Затем он оборвал связь. Вернувшись обратно в гостиную, где еще так недавно спорил с Жюлианой, Арктур захватив с собой бутылку портвейна.
Совершенно забыв о времени, Арктур сидел и прокручивал в голове миллионы мыслей, пытаясь справиться с зияющими пустотами в душе. Сколько прошло времени — час или больше, он не знал.
Арктур сделал глоток портвейна. Спиртное не утратило крепости, но не оказало на него никакого эффекта. Тело попросту онемело, — силы покинули Арктура. Осилив половину бутылки, он швырнул остатки в огонь. Стекло разлетелось вдребезги.
— Расход хорошего портвейна… эх… — Арктур зашипел, вторя шипению алкоголя, сгораемого в ярком пламени.
Он услышал, как за спиной открылась дверь.
— Арктур, — прозвучал мужской голос. — Мне очень жаль. Я приехал сразу, как только узнал.
Арктур развернулся и увидел Айлина Пастера с Жюлианой. Они стояли на пороге комнаты, опасаясь вмешиваться в его горе, и словно радующиеся, что оно обошло их стороной. Сердце молодого человека захлестнуло презрением.

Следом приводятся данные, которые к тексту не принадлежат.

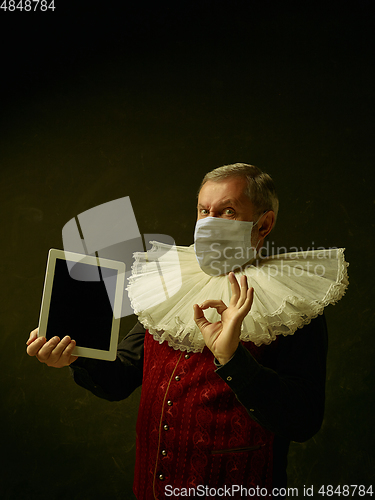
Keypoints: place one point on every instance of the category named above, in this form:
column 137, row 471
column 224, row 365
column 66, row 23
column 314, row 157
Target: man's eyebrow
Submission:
column 221, row 203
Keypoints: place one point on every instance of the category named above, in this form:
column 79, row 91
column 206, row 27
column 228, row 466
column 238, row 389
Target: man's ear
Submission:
column 266, row 224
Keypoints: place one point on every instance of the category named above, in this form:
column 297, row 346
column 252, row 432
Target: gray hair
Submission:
column 260, row 188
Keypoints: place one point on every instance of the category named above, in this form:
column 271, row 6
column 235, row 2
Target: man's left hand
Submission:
column 223, row 337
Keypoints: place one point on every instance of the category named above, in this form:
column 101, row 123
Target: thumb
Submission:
column 199, row 317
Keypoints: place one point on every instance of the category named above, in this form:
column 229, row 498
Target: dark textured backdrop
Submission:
column 104, row 101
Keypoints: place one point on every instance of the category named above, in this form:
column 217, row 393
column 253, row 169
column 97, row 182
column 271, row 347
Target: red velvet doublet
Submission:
column 191, row 429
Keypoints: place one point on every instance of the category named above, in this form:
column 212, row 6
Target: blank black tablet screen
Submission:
column 81, row 308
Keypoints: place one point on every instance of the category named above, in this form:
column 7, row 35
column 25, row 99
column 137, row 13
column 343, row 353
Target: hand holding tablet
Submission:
column 82, row 300
column 54, row 352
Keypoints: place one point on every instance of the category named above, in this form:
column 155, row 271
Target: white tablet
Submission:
column 82, row 298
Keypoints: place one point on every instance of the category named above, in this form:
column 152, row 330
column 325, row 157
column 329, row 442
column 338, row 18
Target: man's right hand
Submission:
column 55, row 352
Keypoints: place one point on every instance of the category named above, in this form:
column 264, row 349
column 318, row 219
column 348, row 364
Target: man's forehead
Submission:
column 226, row 191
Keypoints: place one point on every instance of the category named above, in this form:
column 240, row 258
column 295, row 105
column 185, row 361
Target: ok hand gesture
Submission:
column 223, row 337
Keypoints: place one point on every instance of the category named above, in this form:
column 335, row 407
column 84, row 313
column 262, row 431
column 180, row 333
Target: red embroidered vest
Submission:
column 192, row 432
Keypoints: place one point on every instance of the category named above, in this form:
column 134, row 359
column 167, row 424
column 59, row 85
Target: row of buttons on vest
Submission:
column 164, row 453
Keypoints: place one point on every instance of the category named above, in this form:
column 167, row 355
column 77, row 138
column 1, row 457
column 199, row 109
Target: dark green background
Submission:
column 100, row 102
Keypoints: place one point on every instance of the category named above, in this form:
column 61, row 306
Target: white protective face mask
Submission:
column 222, row 245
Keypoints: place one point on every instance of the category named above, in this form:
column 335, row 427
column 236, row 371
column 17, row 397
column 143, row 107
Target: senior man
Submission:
column 221, row 417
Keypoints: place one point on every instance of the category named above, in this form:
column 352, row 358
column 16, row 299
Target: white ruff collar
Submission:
column 289, row 291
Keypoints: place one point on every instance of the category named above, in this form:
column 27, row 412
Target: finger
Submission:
column 244, row 290
column 246, row 306
column 235, row 289
column 45, row 352
column 33, row 336
column 35, row 346
column 216, row 304
column 61, row 346
column 65, row 357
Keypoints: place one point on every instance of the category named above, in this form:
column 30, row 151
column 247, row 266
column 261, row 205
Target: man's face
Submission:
column 225, row 199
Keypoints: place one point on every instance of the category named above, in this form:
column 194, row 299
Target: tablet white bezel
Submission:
column 87, row 352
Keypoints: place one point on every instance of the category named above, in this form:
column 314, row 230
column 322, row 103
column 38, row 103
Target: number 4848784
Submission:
column 28, row 5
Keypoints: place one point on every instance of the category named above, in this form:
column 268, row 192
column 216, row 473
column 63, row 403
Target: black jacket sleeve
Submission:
column 114, row 380
column 286, row 394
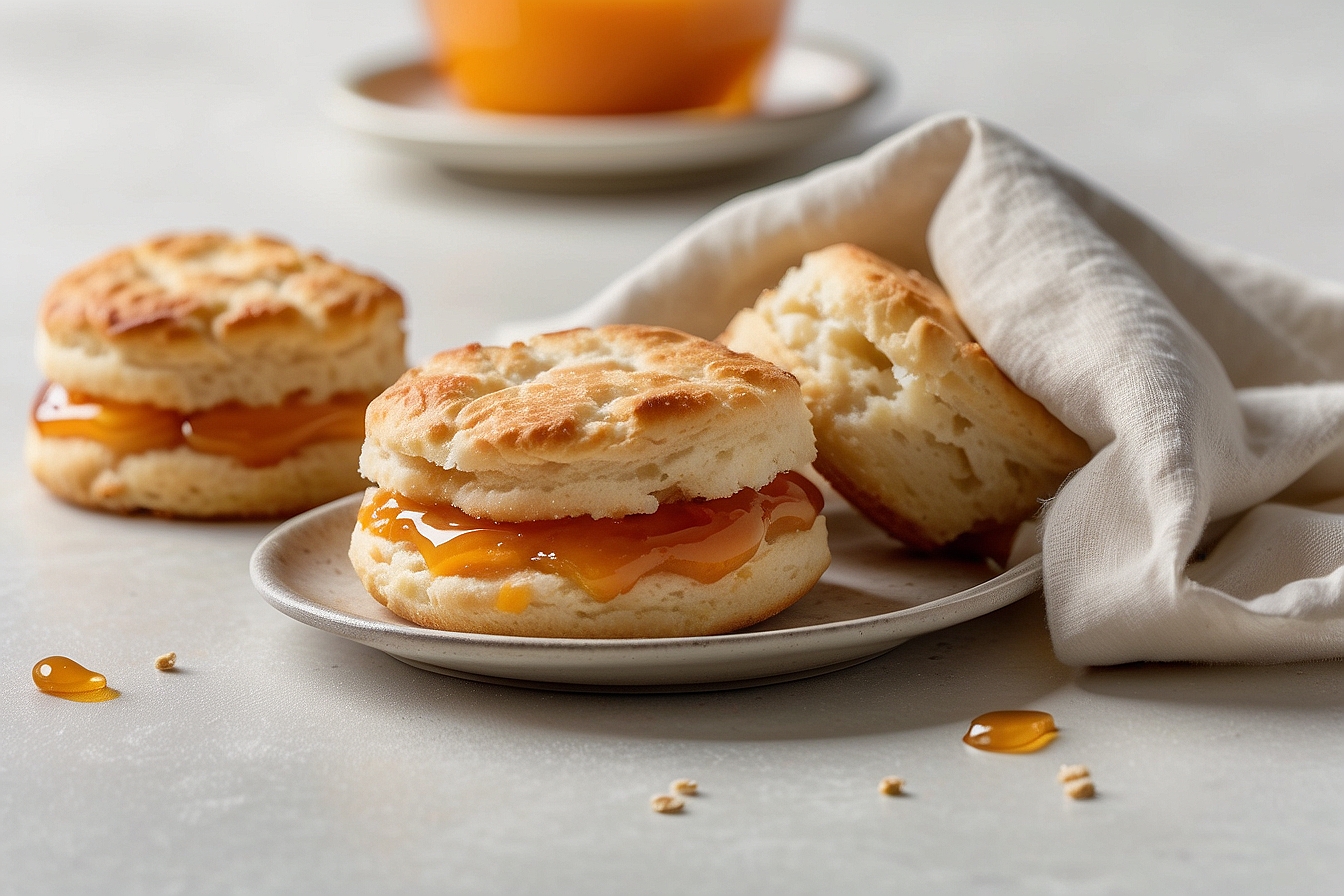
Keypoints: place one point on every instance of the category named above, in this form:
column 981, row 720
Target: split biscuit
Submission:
column 915, row 425
column 206, row 375
column 596, row 429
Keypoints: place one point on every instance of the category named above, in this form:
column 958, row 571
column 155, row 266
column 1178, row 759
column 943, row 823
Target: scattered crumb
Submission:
column 684, row 786
column 891, row 786
column 1081, row 789
column 667, row 803
column 1073, row 773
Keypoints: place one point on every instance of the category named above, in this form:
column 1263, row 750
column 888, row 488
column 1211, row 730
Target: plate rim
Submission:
column 1018, row 580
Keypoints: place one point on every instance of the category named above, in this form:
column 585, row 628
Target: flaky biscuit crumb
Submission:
column 891, row 786
column 667, row 803
column 1081, row 789
column 1073, row 773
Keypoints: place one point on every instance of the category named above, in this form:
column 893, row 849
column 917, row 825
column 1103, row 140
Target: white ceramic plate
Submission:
column 811, row 89
column 872, row 598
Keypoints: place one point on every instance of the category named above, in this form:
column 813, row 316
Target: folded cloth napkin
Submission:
column 1210, row 523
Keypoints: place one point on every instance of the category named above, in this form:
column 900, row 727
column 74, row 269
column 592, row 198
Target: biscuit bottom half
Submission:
column 191, row 484
column 538, row 603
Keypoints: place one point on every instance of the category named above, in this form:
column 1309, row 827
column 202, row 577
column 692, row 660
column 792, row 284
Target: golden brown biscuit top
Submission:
column 566, row 396
column 897, row 296
column 202, row 288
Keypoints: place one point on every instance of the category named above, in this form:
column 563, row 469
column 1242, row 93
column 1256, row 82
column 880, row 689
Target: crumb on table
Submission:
column 667, row 803
column 891, row 786
column 1073, row 773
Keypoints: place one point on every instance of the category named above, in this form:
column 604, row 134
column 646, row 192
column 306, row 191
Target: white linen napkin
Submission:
column 1210, row 523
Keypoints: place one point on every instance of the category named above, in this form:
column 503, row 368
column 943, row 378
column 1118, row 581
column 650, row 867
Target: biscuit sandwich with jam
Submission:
column 613, row 482
column 206, row 375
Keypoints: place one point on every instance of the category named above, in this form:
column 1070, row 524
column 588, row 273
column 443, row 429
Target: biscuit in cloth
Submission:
column 223, row 332
column 592, row 427
column 915, row 425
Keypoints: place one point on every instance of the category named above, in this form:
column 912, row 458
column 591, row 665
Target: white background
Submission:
column 281, row 759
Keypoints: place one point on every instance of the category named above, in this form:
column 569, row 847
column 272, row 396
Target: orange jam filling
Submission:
column 702, row 540
column 254, row 435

Лицо Жюлианы было покрыто разводами слез. Она крепко прижимала к себе Валериана. В широко раскрытых глазах мальчика плескался страх и непонимание происходящего. Валериан высвободился из хватки матери и подошел к Арктуру.
— Твои мама и папа умерли? — спросил он.
Арктур кивнул.
— Да, Валериан. Именно так. И моя сестра тоже.
— А почему они умерли?
— Тише, Валериан! — одернула мальчика Жюлиана. — Не спрашивай о таких вещах!